Christine Lagarde is IMF’s new minder

In Europe, Christine Lagarde was recognised as a leading figure to replace Dominique Strauss-Kahn as leader of the International monetary Fund.

She overcome opposition to a view that the post needed a non-European, and certainly not another French politician

Positive bias?

It is possible that my view of Christine Lagarde has been positively biased by a few interviews on the BBC’s Newsnight programme, in which she expressed her views on international finance. I couldn’t help thinking that the performances would have placed her as a serious candidate for political leadership in England, and how much I would have liked to witness a debate between herself, George Osborne and Gordon Brown.

Christine, George and Gordon

On second thoughts, not. Some thought experiments are best left to the imagination. My view is based in part on her capability to communicate financial information clearly and convincingly. Only later did I learn of a formidable track record of business leadership in the United States, and political achievements in France.

The challenge

The following is abstracted from various sources particularly drawing on Expatica.

According to French news sources

Lagarde faces turning status into real power at the IMF:

Christine Lagarde comes to the top job at the International Monetary Fund with international stature, a eurozone debt crisis before her and unfinished reforms from the financial crisis at her back.

In fighting the fires of the eurozone-Greece crisis and the dangers it poses to the global financial system, she comes well-armed, not least because she is fully fluent in English and at ease in front of the media. She now must dissipate concerns that she is a lawyer by training, not an economist.

For the past 18 months, latterly as a pivotal figure during France’s G20 presidency, she has been a high-profile and, by all accounts, highly effective architect of financial-political solutions. Now she must follow Frenchman Dominique Strauss-Kahn, who resigned last month to fight charges of sexual assault, in guiding the world towards a new and more robust financial system.

Charm offensive

Lagarde won the job on the back of her successful record as French finance minister and also because of her deep inside understanding of the eurozone crisis, which initially will be the new IMF chief’s principal challenge. She played on her international stature and also sought to broaden it during a whirlwind, marathon charm offensive in recent weeks. Sarkozy first named Lagarde as agriculture minister in 2007 but, in a quick cabinet reshuffle, promoted her, in part for her symbolic weight as a French woman who had made it in corporate America.

Baker & McKenzie

Lagarde was previously chief executive at Baker & McKenzie, a US law firm, a rare high-profile success for a French citizen in the US which made an impact in French political circles.

As finance minister

As finance minister, she quickly showed herself at ease in international settings such as the Davos Forum. Lagarde was described by Time Magazine, in 2009, as one of the most influential women in the world.

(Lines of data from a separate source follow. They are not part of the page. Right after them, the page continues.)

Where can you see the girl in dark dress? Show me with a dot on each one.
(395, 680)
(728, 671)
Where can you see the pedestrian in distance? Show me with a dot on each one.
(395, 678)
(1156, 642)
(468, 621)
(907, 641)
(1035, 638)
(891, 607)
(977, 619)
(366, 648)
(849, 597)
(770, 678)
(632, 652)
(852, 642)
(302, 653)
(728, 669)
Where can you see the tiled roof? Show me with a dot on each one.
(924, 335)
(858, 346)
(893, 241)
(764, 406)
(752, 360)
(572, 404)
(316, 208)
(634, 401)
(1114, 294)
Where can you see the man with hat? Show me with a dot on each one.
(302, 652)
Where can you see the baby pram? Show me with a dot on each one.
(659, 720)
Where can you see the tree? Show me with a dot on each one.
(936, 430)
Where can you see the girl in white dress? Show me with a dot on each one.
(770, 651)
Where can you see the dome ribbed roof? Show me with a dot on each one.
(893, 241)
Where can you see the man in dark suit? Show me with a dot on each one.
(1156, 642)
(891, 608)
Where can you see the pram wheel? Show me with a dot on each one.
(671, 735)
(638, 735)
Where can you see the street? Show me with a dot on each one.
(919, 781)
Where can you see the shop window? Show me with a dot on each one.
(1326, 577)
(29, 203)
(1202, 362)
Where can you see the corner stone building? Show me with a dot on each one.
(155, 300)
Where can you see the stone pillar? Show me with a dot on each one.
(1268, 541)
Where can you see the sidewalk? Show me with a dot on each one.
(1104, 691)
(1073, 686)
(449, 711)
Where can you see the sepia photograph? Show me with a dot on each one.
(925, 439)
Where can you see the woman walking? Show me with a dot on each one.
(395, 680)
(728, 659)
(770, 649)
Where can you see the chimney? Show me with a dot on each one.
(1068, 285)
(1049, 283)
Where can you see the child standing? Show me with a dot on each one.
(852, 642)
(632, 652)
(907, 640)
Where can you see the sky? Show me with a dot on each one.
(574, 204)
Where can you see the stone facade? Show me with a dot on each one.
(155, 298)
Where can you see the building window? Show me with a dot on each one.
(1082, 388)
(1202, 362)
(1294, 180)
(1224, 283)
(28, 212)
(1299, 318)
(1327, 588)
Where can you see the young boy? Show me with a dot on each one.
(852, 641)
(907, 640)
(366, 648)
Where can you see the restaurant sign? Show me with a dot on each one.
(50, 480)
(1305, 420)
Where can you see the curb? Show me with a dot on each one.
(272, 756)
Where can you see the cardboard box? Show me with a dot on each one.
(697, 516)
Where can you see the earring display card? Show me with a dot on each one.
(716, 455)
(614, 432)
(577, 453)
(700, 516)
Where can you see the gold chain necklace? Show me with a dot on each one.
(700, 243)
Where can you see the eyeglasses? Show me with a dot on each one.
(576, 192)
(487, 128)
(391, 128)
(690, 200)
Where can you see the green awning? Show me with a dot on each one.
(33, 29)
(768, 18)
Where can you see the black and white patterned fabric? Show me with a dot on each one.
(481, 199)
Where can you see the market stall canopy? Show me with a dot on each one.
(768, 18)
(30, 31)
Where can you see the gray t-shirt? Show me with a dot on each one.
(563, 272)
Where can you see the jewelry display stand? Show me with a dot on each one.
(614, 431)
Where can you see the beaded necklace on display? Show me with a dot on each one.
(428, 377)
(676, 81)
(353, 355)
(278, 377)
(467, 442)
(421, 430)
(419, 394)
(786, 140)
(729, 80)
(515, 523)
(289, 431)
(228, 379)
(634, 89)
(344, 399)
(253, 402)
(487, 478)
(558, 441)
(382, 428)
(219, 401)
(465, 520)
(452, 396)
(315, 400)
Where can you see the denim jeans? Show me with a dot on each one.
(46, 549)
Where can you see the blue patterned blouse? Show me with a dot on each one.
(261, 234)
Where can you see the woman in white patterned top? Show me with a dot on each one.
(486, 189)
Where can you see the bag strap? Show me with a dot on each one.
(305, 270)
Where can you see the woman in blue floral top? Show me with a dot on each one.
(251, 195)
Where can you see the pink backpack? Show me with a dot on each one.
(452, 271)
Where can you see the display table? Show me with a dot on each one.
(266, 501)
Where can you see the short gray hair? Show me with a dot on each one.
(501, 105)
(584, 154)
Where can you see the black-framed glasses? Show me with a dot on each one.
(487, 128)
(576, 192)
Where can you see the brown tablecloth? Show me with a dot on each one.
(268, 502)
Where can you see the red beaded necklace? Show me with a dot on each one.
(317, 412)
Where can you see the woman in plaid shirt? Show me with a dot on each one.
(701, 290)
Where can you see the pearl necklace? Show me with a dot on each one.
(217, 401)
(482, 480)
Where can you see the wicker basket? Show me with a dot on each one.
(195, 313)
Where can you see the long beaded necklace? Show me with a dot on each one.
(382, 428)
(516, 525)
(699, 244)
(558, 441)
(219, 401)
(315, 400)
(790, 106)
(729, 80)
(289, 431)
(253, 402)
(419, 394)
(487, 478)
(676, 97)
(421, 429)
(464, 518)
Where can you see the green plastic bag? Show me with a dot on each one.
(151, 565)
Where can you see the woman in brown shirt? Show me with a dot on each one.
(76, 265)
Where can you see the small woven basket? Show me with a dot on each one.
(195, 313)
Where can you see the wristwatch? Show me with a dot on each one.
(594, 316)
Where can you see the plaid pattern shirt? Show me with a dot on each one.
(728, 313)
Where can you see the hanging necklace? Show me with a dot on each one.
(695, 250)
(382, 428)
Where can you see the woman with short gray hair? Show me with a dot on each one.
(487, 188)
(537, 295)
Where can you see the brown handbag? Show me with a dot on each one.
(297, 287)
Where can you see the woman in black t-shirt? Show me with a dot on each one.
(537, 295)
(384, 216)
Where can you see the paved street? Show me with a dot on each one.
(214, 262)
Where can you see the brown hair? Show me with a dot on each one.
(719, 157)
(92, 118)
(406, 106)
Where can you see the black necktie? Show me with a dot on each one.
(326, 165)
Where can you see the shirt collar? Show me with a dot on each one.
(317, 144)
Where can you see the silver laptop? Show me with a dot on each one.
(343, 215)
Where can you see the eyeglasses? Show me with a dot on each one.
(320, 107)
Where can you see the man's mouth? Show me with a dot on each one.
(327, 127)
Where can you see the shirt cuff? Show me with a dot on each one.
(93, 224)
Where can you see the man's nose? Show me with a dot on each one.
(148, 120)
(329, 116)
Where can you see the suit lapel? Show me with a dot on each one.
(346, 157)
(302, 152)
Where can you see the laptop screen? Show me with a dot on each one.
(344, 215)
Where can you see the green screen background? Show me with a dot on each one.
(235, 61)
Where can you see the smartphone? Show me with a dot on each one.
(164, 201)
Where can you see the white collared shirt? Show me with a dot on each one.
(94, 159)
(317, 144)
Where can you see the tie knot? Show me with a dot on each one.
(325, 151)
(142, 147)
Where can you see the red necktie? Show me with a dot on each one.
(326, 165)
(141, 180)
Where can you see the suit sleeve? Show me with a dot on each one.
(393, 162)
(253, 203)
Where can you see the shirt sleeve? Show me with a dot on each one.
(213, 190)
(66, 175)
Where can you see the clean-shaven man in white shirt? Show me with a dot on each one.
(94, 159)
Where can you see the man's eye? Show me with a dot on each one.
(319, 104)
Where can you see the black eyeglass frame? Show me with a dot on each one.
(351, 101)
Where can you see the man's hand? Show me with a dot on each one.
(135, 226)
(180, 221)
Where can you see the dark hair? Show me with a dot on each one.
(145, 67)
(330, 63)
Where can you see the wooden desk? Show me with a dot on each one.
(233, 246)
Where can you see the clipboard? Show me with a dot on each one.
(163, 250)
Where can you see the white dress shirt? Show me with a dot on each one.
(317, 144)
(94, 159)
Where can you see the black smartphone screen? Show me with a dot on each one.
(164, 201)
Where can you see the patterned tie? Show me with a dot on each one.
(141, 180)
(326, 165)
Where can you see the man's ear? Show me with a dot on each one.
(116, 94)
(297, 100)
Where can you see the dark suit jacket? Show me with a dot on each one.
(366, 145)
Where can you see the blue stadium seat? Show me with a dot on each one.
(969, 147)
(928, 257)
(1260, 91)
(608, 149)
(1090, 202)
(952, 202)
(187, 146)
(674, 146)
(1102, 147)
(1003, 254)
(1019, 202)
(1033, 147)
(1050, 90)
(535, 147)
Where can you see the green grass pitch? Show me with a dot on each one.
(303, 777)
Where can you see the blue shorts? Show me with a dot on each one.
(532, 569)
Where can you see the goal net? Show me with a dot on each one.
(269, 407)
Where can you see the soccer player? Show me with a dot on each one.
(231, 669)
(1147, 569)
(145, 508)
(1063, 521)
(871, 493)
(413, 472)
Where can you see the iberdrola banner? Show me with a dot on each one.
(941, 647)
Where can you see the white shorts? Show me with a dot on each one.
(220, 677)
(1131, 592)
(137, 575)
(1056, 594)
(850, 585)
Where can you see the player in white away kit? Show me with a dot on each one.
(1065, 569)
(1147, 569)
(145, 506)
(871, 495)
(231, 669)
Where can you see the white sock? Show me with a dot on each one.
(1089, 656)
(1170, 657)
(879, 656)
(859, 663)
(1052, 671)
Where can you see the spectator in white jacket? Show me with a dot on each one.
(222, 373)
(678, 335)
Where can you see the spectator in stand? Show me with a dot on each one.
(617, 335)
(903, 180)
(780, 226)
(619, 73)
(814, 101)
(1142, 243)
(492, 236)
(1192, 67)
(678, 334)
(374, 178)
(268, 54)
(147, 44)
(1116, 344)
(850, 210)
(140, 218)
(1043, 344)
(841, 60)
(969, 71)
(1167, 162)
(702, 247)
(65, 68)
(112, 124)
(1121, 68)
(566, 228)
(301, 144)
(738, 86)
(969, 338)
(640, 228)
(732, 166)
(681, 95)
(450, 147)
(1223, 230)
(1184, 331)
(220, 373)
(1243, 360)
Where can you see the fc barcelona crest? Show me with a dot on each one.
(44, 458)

Two months later, in part to fend off criticisms that Lagarde’s handling of the crisis privileged international finance, France launched a 26-billion-dollar domestic spending scheme. But the programmes were largely planned at the presidential palace and not in the hallways of Bercy, France’s finance ministry. Lagarde’s role was to promote the programmes, in France and internationally. This year she became France’s longest running finance minister for decades. Before her, there were seven ministers in seven years.